BLOOMINGTON, Ind. -- The summary of a special U.N.-commissioned report on land and climate was released today by the Intergovernmental Panel on Climate Change. The report warns that the large amount of greenhouse gas emissions resulting from agricultural practices focused on meat and dairy production are a significant contributor to global warming.

Indiana University experts on sustainable agricultural and food production are available to comment.

James Farmer

Expertise: Sustainable behavior and decision-making, community food systems, local foods, sustainable agriculture, farmers' markets, natural resource sustainability, private land conservation, parks and climate change, urban ecosystem management, social-ecological systems.

James Farmer is an associate professor in the O’Neill School of Public and Environmental Affairs. His research focuses on behavior and decision-making within the areas of sustainable food systems and natural resources sustainability. Examples of his work includes projects encompassing farmer adoption of organic management practices, landowner decisions to place conservation easements on private lands, and food access within local food system venues. Dr. Farmer co-directs the IU Campus Farm and convenes the Sustainable Food Systems Science initiative. His interdisciplinary and applied approaches have him collaborating with scholars from biology to anthropology and professionals such as farmers and food advocates.

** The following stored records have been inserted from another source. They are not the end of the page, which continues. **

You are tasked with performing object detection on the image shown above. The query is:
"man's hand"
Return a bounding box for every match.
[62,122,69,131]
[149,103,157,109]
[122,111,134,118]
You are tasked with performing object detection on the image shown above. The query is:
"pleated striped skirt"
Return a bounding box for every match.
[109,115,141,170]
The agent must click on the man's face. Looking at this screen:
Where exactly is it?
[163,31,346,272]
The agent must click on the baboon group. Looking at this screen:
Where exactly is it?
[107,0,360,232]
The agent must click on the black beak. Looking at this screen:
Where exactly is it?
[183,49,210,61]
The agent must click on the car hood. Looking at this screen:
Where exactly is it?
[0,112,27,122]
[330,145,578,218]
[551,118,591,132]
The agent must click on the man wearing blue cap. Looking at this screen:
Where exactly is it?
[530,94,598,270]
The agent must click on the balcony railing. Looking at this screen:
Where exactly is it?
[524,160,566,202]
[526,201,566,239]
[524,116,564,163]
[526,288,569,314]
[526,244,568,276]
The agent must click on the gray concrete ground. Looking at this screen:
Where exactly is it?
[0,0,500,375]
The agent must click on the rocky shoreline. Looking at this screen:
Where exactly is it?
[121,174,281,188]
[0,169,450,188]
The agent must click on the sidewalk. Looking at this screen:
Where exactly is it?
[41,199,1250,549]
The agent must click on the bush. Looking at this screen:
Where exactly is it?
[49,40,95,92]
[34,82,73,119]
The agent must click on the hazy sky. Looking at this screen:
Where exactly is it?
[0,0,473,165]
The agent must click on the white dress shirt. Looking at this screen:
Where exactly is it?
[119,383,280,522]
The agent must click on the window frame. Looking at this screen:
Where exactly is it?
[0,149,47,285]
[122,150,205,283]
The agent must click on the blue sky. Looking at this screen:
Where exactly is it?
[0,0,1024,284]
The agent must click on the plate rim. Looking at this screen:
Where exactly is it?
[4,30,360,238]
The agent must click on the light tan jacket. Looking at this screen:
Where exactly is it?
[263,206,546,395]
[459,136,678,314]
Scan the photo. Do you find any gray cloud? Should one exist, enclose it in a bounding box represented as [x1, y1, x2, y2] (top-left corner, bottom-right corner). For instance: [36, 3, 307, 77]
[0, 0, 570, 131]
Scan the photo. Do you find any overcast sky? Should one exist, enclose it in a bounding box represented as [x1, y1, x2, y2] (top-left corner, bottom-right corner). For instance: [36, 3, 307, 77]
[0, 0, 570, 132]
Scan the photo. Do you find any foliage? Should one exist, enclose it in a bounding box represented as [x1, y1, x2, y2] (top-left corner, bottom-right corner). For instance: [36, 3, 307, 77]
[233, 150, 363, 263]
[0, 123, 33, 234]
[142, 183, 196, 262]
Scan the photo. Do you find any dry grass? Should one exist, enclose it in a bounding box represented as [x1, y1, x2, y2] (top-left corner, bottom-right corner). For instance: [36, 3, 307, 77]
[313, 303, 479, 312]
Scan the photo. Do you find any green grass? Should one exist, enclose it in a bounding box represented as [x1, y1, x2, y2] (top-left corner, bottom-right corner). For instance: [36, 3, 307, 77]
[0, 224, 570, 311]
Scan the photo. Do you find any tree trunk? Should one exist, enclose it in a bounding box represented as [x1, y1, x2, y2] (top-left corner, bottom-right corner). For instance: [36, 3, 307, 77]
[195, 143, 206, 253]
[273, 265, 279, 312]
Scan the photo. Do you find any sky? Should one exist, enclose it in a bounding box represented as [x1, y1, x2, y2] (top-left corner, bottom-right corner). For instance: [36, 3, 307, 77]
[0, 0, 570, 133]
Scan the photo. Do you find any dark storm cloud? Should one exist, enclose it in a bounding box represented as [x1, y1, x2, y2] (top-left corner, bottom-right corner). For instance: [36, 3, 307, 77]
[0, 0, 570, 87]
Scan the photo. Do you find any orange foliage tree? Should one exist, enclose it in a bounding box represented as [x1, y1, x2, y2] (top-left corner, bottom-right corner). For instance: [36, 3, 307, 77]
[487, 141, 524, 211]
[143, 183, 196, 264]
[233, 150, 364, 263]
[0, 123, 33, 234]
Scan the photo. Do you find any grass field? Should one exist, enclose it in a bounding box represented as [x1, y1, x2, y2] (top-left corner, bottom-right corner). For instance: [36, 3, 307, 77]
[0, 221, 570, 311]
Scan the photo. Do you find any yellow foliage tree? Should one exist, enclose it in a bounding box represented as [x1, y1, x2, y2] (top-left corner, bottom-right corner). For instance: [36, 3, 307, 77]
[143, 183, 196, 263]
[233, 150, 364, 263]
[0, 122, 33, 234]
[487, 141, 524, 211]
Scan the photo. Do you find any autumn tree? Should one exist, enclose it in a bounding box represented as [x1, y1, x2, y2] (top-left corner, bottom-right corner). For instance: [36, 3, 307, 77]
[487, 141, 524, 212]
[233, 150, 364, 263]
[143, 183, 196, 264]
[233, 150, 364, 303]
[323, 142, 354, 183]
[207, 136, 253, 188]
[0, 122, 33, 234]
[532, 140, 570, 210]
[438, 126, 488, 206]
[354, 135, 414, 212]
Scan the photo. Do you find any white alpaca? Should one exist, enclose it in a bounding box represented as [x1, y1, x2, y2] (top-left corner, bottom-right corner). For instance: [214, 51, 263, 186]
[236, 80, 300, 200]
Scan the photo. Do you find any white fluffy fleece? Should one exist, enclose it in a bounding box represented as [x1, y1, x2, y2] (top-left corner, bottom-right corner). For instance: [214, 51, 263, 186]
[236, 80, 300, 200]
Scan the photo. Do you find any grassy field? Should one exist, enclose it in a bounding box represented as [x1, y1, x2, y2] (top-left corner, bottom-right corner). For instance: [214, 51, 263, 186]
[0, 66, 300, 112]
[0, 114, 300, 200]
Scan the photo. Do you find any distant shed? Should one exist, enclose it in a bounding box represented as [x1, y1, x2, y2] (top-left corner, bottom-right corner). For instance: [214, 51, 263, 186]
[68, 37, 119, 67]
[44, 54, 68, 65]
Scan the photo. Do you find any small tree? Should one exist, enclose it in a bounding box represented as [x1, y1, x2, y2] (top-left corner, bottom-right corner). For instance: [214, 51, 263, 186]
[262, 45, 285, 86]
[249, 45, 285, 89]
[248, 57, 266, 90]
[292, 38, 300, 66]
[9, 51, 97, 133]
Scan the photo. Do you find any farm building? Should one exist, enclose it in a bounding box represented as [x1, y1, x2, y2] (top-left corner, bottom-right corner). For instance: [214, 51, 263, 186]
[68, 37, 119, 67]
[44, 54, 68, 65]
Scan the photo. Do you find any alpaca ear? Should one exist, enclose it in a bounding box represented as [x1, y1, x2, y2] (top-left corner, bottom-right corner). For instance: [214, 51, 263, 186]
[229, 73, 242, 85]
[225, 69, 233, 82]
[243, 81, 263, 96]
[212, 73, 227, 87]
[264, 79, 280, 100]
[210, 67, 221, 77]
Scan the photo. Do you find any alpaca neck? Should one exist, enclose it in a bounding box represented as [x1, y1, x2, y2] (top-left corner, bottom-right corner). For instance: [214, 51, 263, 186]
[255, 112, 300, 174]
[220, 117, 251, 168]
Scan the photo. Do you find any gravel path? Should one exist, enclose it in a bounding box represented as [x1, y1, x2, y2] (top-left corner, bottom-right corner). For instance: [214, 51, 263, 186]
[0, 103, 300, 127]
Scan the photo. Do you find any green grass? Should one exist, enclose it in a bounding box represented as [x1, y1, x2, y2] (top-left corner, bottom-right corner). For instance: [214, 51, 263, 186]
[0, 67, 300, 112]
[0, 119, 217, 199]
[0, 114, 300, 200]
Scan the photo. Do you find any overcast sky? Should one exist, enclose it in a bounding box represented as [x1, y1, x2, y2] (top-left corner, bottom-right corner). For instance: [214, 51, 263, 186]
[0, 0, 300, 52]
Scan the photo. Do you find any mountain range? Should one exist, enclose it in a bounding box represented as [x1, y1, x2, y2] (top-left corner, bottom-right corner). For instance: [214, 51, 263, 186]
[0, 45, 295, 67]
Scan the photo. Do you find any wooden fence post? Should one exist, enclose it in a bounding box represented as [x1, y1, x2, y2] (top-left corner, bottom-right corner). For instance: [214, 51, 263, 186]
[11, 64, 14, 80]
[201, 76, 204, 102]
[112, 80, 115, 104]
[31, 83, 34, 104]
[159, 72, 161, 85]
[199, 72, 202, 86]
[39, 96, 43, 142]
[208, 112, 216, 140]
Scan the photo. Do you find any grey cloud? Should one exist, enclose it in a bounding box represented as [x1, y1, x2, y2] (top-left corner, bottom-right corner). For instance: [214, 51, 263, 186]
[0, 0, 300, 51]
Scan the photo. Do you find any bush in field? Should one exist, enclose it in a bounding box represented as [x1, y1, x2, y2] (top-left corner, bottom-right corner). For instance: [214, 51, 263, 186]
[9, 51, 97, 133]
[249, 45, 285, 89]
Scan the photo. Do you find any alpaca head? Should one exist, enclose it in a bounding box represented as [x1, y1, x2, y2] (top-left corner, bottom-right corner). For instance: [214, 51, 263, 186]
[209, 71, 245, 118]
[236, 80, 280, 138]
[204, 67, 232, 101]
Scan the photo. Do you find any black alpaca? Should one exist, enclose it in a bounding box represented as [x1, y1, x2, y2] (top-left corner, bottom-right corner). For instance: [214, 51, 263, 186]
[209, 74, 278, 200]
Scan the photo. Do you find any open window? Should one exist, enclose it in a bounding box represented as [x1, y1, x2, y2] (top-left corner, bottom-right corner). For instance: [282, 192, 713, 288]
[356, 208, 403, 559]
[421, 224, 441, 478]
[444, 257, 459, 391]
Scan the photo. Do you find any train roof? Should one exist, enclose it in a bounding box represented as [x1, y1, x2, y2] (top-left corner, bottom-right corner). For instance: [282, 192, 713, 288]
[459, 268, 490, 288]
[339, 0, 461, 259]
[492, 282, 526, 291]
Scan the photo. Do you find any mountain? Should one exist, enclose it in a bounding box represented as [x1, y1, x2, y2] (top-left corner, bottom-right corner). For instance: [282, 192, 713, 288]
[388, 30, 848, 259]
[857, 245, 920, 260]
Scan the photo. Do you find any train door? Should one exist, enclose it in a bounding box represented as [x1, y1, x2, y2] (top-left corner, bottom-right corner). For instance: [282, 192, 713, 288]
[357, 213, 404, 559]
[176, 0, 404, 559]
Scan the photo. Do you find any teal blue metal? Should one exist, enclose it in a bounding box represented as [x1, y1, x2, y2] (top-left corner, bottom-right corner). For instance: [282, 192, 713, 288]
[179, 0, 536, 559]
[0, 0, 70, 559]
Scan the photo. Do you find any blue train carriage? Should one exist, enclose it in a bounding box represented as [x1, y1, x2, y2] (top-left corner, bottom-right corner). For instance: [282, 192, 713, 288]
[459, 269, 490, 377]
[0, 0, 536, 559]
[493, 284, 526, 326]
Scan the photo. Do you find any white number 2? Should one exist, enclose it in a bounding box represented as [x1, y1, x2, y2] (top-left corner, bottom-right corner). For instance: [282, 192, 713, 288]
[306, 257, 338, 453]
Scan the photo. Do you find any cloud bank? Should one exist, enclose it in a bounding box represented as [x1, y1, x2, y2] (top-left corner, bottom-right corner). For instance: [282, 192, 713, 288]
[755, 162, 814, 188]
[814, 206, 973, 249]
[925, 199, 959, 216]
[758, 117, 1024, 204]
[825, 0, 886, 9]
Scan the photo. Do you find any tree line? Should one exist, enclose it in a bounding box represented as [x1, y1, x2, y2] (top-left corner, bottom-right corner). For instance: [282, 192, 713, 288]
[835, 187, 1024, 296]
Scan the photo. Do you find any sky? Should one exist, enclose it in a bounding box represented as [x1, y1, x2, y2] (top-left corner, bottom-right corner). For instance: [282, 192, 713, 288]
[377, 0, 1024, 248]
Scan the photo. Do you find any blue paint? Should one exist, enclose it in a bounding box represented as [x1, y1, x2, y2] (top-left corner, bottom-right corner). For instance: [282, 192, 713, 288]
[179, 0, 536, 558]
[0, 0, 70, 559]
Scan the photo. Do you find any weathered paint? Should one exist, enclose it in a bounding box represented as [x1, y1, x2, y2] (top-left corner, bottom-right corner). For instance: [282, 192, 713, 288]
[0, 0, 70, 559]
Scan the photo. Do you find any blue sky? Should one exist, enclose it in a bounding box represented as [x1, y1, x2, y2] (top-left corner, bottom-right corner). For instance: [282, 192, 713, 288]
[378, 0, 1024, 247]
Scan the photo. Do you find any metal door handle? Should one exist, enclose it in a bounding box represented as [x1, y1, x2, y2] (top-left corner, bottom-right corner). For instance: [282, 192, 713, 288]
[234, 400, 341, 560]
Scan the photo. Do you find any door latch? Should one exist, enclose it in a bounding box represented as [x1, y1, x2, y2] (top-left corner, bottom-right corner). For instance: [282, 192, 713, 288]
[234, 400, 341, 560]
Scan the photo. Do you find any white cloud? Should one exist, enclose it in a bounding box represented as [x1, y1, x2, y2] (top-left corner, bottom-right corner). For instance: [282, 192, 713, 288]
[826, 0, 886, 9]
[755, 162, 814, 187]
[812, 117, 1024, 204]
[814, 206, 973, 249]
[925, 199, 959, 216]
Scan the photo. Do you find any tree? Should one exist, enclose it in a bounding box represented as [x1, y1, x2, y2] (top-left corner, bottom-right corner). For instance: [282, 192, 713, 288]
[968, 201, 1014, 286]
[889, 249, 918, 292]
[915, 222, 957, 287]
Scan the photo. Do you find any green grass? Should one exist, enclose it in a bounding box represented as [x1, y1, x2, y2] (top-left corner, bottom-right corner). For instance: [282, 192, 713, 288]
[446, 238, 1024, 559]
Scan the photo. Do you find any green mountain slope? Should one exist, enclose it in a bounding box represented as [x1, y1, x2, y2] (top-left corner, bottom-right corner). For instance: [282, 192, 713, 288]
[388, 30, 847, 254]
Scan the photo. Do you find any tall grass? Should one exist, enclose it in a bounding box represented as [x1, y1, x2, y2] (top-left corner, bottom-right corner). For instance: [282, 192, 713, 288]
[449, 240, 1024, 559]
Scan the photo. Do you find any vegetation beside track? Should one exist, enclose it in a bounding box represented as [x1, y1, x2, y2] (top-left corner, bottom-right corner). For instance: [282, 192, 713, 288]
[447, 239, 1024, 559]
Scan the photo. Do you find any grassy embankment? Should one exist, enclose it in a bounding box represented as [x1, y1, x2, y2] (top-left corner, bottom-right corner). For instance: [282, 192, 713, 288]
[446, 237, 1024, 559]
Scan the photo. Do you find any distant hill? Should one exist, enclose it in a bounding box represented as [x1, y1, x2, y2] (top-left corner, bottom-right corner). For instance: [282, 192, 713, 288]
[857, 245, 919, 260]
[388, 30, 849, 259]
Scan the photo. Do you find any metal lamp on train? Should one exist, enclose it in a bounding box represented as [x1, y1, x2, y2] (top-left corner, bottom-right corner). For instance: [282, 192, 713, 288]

Expertise: Climate change, agriculture, Midwest, public opinion on climate change, environmental decision-making.

Matthew Houser is a Midwestern/Indiana community studies fellow at Indiana University’s Environmental Resilience Institute. His research is driven by the desire to understand what motivates human behaviors affecting the environment and how information is received and used to shape environmental decision making. Focusing on agriculture, he examines how people respond to climate change in Indiana and beyond while working to identify environmental policies that would benefit Indiana and be supported by residents. His primary goal at the Environmental Resilience Institute is to identify environmental policies that would benefit the state and be readily supported by its residents.